İnsan nur-u imanla en yüce makamı kazanır,
İşte böylece Cennete lâyık bir kıymet alır,
İnkâr ile insan esfeli safilînde kalır,
Cehenneme ehil olup oraya yuvarlanır.
İman, bir nurdur ki insanı ışıklandırıyor,
Üstünde yazılan mektubatı okutturuyor,
Öyle de kâinatı dahi ışıklandırıyor,
Geçmiş ve geleceği karanlıktan kurtarıyor.
İşte bak iman hem nurdur hem manevî kuvvettir,
Onu kazanan dünyaya meydan okuyabilir,
Hem hadisatın tazyikatından kurtulabilir,
Ebedî mutluluk yeri Cennete uçabilir.
İman insanı insan eder, belki de sultan eder,
İmanla insan en yüce mertebelere erer,
Küfür insanı gayet aciz bir canavar eder,
İnkârla aşağıların aşağısına düşer.
İnsanın fıtrî vazifesi kemale ermektir,
Rabbine daima dua ile ubudiyettir,
Kendini besleyenin kim olduğunu bilmektir,
Acz ve fakr lisanıyla isteyip dua etmektir.

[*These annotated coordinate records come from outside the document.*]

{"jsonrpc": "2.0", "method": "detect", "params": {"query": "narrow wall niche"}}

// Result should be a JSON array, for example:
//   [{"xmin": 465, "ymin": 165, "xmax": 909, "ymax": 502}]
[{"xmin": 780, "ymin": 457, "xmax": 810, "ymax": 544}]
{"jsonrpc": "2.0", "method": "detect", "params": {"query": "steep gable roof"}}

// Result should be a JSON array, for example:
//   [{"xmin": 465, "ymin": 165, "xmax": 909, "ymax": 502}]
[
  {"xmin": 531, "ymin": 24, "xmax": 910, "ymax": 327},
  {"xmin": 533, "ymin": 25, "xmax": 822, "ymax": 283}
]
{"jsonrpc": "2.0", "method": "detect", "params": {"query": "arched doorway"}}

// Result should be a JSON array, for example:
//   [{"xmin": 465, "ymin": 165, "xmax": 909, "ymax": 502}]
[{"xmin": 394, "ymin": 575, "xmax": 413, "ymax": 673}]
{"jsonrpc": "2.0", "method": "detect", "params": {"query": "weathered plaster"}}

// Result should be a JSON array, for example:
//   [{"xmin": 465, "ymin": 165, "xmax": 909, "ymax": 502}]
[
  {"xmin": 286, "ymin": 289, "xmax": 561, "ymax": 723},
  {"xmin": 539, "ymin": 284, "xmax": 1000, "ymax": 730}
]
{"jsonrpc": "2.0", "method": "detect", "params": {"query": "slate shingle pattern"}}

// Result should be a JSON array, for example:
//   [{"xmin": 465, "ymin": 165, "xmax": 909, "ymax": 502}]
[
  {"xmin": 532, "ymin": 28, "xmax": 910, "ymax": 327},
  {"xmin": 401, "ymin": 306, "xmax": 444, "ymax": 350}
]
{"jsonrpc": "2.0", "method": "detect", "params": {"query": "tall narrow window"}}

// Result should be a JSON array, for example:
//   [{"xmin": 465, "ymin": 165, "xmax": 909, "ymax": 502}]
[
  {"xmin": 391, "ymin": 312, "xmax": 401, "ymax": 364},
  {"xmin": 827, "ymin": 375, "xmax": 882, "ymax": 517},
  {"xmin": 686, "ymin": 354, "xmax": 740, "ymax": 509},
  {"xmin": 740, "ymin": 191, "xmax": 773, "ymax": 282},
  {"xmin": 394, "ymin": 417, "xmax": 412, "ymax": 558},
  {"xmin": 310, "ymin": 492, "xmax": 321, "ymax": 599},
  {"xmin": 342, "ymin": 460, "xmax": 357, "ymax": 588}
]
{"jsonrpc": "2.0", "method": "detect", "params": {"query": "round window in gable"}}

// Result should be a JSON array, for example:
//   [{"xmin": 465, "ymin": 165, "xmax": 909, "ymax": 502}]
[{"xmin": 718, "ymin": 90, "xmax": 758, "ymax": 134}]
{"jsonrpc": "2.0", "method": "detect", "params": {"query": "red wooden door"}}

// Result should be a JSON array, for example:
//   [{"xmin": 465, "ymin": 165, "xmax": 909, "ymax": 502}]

Dua, ubudiyettir, semeresi uhrevîdir,
Dünyevî maksatlar ibadetin vakitleridir,
O maksatlar ibadetin gayeleri değildir,
İnsan dua ile O’na iltica etmelidir.
İnsan Rabbinin işine asla karışmamalı,
Tedbiri O’na bırakıp itimatlı olmalı,
Hikmetine güvenmeli, O’nu suçlamamalı,
Ubudiyetinde daima ihlâslı olmalı.
Ey aciz fakir insan duayı elden bırakma,
Seni işiten, cevap veren biri var unutma,
Dua etmeye devam et, neticeye karışma,
Rahmetin anahtarı duayı elden bırakma.